AsakusaRinne commented 8 months ago

Thank you for your response! Glad to know I could reproduce it with my PC. Since my time is limited in the future 2 weeks, I don't take this issue to leave chance for others to take it. I'll go back to resolve it if no one take it in the future. :)

sparshmittal99 commented 8 months ago

Hey @p-wysocki , may I contribute to this ?

wangyangke commented 8 months ago

WLB#+ .take

github-actions[bot] commented 8 months ago

Thank you for looking into this issue!

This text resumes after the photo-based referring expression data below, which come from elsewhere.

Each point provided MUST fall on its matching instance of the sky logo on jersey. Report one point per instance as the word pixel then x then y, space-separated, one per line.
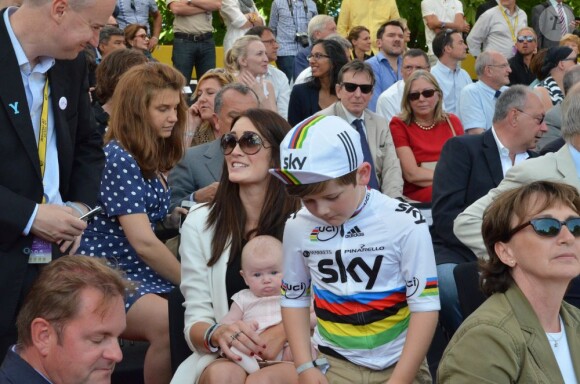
pixel 323 233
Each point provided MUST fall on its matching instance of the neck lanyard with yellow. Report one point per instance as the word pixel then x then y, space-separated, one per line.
pixel 43 132
pixel 511 27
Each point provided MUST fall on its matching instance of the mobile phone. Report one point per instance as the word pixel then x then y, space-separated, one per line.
pixel 91 214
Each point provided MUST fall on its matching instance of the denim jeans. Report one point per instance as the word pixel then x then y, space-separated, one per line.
pixel 450 314
pixel 286 65
pixel 187 54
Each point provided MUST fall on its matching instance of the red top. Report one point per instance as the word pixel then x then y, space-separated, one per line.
pixel 426 146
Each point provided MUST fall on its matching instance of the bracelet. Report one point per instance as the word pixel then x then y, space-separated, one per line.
pixel 322 362
pixel 75 207
pixel 207 338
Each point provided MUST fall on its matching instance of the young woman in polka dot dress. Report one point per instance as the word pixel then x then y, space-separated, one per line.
pixel 144 140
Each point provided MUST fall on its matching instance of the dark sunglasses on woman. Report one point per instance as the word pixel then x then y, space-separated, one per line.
pixel 427 93
pixel 548 227
pixel 250 143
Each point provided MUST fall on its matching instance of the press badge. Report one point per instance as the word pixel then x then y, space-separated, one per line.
pixel 40 252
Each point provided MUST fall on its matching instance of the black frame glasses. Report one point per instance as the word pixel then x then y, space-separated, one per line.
pixel 426 93
pixel 250 143
pixel 538 120
pixel 549 227
pixel 364 88
pixel 529 39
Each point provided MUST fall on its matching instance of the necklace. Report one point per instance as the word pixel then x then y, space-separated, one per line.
pixel 423 127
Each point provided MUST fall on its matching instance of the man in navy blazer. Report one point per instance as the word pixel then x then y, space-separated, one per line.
pixel 40 44
pixel 471 165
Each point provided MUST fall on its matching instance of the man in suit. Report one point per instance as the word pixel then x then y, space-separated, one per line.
pixel 69 326
pixel 52 153
pixel 468 167
pixel 195 177
pixel 554 115
pixel 354 89
pixel 552 20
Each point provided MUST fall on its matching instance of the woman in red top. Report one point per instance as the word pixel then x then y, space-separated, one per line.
pixel 419 133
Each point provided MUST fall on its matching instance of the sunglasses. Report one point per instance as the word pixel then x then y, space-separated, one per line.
pixel 427 93
pixel 548 227
pixel 529 39
pixel 364 88
pixel 250 143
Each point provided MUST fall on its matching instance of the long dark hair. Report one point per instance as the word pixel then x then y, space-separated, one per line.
pixel 227 214
pixel 337 58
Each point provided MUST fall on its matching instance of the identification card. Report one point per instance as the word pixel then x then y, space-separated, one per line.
pixel 41 252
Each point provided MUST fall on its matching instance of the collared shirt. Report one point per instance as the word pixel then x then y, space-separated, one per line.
pixel 385 76
pixel 389 103
pixel 33 80
pixel 477 105
pixel 493 31
pixel 575 157
pixel 504 155
pixel 286 24
pixel 451 83
pixel 445 10
pixel 281 88
pixel 140 15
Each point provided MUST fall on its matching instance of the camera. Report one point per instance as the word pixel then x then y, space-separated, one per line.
pixel 302 39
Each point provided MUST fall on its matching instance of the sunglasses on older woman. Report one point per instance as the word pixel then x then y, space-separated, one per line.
pixel 427 93
pixel 250 143
pixel 548 227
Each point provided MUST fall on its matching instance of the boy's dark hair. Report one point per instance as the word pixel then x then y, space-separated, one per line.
pixel 442 40
pixel 312 189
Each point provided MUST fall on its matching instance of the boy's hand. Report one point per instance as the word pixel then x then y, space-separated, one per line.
pixel 312 376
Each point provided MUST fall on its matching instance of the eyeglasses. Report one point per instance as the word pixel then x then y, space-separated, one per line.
pixel 364 88
pixel 548 227
pixel 529 39
pixel 250 143
pixel 427 93
pixel 317 56
pixel 539 120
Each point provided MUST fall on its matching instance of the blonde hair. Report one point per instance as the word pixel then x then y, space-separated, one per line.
pixel 407 112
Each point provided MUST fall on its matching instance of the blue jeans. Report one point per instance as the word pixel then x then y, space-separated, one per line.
pixel 450 314
pixel 286 65
pixel 187 54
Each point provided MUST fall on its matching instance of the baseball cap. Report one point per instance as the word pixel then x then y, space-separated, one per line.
pixel 318 149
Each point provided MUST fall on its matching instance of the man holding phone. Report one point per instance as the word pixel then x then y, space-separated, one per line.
pixel 52 153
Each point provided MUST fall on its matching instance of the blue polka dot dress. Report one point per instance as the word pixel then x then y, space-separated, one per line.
pixel 125 191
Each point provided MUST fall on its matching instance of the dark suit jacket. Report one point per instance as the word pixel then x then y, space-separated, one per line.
pixel 545 21
pixel 303 102
pixel 201 166
pixel 80 156
pixel 468 167
pixel 14 370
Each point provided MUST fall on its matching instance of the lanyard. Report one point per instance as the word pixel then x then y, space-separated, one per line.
pixel 43 131
pixel 510 26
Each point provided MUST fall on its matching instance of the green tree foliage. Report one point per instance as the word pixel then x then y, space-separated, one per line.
pixel 409 9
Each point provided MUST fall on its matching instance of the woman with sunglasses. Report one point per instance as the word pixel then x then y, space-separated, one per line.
pixel 249 202
pixel 200 122
pixel 248 62
pixel 556 62
pixel 144 140
pixel 326 59
pixel 136 37
pixel 524 332
pixel 420 131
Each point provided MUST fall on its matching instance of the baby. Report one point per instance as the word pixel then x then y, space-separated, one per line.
pixel 262 272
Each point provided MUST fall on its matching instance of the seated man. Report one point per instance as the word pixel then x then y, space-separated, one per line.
pixel 477 101
pixel 389 103
pixel 354 90
pixel 69 325
pixel 471 165
pixel 195 177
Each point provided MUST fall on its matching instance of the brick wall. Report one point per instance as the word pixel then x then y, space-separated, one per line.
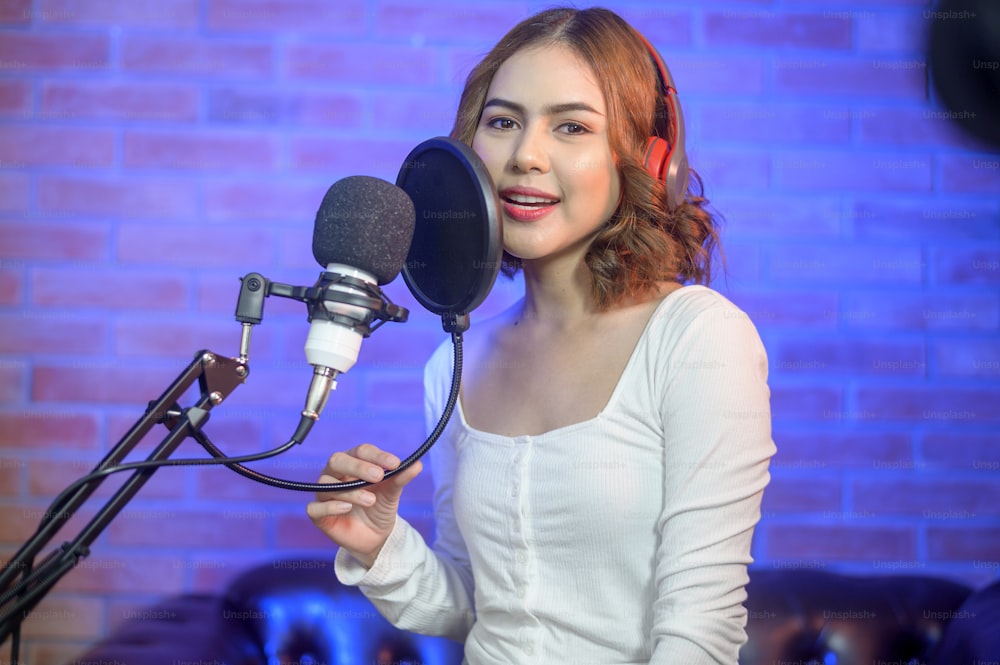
pixel 153 152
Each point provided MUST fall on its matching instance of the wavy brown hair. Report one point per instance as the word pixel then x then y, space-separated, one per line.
pixel 644 243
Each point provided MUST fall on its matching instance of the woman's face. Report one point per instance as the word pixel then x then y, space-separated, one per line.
pixel 543 136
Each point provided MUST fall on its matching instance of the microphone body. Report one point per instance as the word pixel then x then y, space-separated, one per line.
pixel 362 235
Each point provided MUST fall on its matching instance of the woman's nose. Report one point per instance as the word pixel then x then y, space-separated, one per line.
pixel 530 152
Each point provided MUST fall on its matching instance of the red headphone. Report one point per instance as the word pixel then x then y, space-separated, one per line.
pixel 666 160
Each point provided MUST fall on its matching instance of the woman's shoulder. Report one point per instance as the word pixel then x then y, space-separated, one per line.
pixel 695 301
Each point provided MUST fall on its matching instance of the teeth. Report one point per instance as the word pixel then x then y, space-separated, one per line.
pixel 521 198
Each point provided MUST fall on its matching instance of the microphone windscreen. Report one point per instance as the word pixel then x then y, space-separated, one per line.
pixel 366 223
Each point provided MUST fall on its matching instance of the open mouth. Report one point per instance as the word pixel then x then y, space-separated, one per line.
pixel 529 201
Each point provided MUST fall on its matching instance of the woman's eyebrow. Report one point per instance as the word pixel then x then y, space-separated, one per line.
pixel 552 109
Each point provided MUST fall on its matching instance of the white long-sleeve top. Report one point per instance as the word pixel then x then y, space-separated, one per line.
pixel 621 539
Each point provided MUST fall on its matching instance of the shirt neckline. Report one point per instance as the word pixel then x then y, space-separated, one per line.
pixel 612 400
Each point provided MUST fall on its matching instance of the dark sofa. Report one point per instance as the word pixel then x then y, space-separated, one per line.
pixel 294 612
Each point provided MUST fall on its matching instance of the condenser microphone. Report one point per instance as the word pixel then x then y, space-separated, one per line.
pixel 457 241
pixel 363 230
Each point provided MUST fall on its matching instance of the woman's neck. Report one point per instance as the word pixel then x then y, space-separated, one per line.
pixel 557 294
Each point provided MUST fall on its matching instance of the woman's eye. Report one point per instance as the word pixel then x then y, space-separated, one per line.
pixel 502 123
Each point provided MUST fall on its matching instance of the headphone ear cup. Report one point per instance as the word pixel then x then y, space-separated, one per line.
pixel 657 157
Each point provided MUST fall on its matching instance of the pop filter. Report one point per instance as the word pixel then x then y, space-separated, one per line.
pixel 457 242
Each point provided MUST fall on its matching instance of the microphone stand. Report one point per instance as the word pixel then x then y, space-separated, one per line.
pixel 217 378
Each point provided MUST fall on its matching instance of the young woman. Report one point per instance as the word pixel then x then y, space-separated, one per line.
pixel 597 490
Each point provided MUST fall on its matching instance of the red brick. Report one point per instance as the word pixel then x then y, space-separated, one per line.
pixel 175 527
pixel 14 193
pixel 933 405
pixel 15 12
pixel 406 113
pixel 131 574
pixel 662 26
pixel 178 338
pixel 854 357
pixel 298 108
pixel 122 13
pixel 917 311
pixel 740 170
pixel 766 310
pixel 49 430
pixel 381 158
pixel 954 543
pixel 103 100
pixel 858 79
pixel 212 151
pixel 773 123
pixel 357 63
pixel 65 618
pixel 704 74
pixel 54 241
pixel 808 403
pixel 299 16
pixel 199 246
pixel 936 501
pixel 963 450
pixel 892 126
pixel 10 475
pixel 825 542
pixel 798 495
pixel 10 286
pixel 52 51
pixel 443 23
pixel 13 383
pixel 25 146
pixel 41 332
pixel 889 32
pixel 15 97
pixel 968 357
pixel 19 523
pixel 828 449
pixel 769 29
pixel 271 200
pixel 926 218
pixel 116 384
pixel 119 196
pixel 196 56
pixel 971 173
pixel 974 265
pixel 830 263
pixel 847 170
pixel 109 289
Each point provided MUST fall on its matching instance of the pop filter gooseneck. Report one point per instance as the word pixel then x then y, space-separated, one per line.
pixel 457 242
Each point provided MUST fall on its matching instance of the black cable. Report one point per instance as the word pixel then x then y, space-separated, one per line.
pixel 236 463
pixel 456 379
pixel 151 464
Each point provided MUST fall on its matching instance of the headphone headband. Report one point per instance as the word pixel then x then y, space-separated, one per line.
pixel 666 158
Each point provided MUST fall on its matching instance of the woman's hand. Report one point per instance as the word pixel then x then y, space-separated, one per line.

Please let us know if you have any questions or require any help.

VividLiao commented 8 months ago

WLB#+ .take

github-actions[bot] commented 8 months ago

Thanks for being interested in this issue. It looks like this ticket is already assigned to a contributor. Please communicate with the assigned contributor to confirm the status of the issue.

kevinzhangc commented 8 months ago

WLB#+ .take

github-actions[bot] commented 8 months ago

Thanks for being interested in this issue. It looks like this ticket is already assigned to a contributor. Please communicate with the assigned contributor to confirm the status of the issue.

p-wysocki commented 7 months ago

Hello @wangyangke, can we help you with anything? Are you still working on this?